ISSN 0439-755X
CN 11-1911/B
主办:中国心理学会
   中国科学院心理研究所
出版:科学出版社

心理学报 ›› 2011, Vol. 43 ›› Issue (06): 710-724.

• • 上一篇    

认知诊断计算机化自适应测验中在线标定方法的开发

陈平;辛涛   

  1. 北京师范大学发展心理研究所, 北京 100875
  • 收稿日期:2010-11-16 修回日期:1900-01-01 发布日期:2011-06-30 出版日期:2011-06-30
  • 通讯作者: 辛涛

Developing On-line Calibration Methods for Cognitive Diagnostic Computerized Adaptive Testing

CHEN Ping;XIN Tao   

  1. Institute of Developmental Psychology, Beijing Normal University, Beijing 100875, China
  • Received:2010-11-16 Revised:1900-01-01 Online:2011-06-30 Published:2011-06-30
  • Contact: XIN Tao

摘要: 项目增补对认知诊断计算机化自适应测验(CD-CAT)中的题库维护至关重要。在传统CAT中, 在线标定方法经常用于估计新题的项目参数。然而直到现在, 在CD-CAT领域还没有任何关于在线标定的论文公开发表。为将传统CAT中3种有代表性的在线标定方法(Method A、OEM和 MEM)推广至CD-CAT (CD-Method A、CD-OEM和CD-MEM)建立分析基础, 并采用模拟方法对这3种方法进行比较。研究表明:CD-Method A方法在项目参数的返真性方面优于其它两种方法; 自适应标定设计较随机标定设计可以提高项目参数的返真质量。

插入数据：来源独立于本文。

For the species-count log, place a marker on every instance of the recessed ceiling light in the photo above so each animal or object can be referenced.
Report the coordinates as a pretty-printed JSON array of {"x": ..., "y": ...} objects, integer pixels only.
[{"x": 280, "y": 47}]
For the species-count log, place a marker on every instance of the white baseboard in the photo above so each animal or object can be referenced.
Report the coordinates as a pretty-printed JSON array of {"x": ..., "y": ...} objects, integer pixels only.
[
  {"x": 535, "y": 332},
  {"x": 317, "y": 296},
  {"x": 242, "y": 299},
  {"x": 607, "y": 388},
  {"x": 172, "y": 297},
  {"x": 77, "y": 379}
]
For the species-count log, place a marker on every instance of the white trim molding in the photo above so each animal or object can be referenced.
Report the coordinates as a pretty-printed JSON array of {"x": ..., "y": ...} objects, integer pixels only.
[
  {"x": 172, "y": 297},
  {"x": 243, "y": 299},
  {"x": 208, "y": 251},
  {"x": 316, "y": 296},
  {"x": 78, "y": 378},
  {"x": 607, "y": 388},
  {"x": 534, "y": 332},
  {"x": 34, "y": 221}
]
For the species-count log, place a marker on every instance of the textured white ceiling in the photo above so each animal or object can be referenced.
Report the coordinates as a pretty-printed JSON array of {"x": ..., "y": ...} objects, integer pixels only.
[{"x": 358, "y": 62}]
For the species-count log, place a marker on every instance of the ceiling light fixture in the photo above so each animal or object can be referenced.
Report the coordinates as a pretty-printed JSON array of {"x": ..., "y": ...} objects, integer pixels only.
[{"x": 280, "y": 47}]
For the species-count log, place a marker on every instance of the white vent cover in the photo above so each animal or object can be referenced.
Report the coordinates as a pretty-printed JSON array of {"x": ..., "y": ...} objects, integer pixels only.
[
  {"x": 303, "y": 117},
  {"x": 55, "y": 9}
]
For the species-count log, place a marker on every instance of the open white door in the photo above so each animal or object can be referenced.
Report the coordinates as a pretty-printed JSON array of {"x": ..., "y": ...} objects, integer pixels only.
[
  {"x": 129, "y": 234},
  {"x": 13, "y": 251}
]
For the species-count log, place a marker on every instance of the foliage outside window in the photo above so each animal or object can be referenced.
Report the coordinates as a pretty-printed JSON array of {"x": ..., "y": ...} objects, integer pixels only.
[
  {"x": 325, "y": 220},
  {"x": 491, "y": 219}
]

关键词: 计算机化自适应测验, 认知诊断, 在线标定, 旧题, 新题

Abstract: Like all computerized adaptive testing (CAT) applications, some items in the item bank maybe flawed or obsolete or overexposed and they should be replaced by new items (Wainer & Mislevy, 1990), item replenishing is essential for item bank maintenance and development in cognitive diagnostic CAT (CD-CAT). In regular CAT, on-line calibration method is commonly used to calibrate the item parameters of new items. However, until now no reference is publicly available about on-line calibration for CD-CAT. Thus, this study investigated the possibility to extend some current methods used in CAT to CD-CAT situation. Three representative on-line calibration methods in regular CAT were under investigation: Method A (Stocking, 1988), marginal maximum likelihood estimate with one EM cycle (OEM) method (Wainer & Mislevy, 1990) and marginal maximum likelihood estimate with multiple EM cycles (MEM) method (Ban, Hanson, Wang, Yi, & Harris, 2001). Under certain theoretical justifications based on the Deterministic Inputs, Noisy “and” Gate (DINA) model, these methods were generalized to CD-CAT situation, denoted as CD-Method A, CD-OEM and CD-MEM, respectively.
Two simulation studies were conducted to compare the performance of the three CD-CAT on-line calibration methods in terms of item-parameter recovery. In the first study, the new items were randomly assigned to the examinees and then were calibrated accordingly. 2000 examinees were generated assuming that each examinee has 50% probability of mastering each attribute, 360 operational items were simulated and their guessing and slipping parameters were all randomly drawn from U (0.05, 0.25). 20 new items were simulated and the Q matrix corresponding to the new items was constructed by randomly selecting 20 rows from the Q matrix corresponding to the operational items, and the item parameters of new items were also randomly drawn from U (0.05, 0.25). The Shannon Entropy method was employed to select the next item and the Maximum A Posterior method was used to update the knowledge state (KS) estimates of examinees. As to the second study, the new items were first administered to a sub-group of the examinees and then were pre-calibrated; then for the remaining examinees, the new items were selected adaptively according to their initial parameter estimates to fit the examinee’s current KS estimates; finally, the item parameters of the new items were re-calibrated sequentially. Note that all the simulation conditions in the second study remained the same as those in the first study except the new items were adaptively selected.
The results of Study 1 indicated that CD-Method A outperformed the other two methods in that it yielded the smallest estimation errors, and the simulated CD-CAT test was able to provide relatively accurate KS estimates for the examinees. The results of Study 2 showed that the adaptive calibration design could improve the item-parameter recovery compared with the random calibration design for CD-Method A, CD-Method A and CD-OEM.
Though the results from the two studies are very encouraging, further studies are proposed for the future investigations such as different sample sizes, different cognitive diagnostic models and different attribute hierarchical structures.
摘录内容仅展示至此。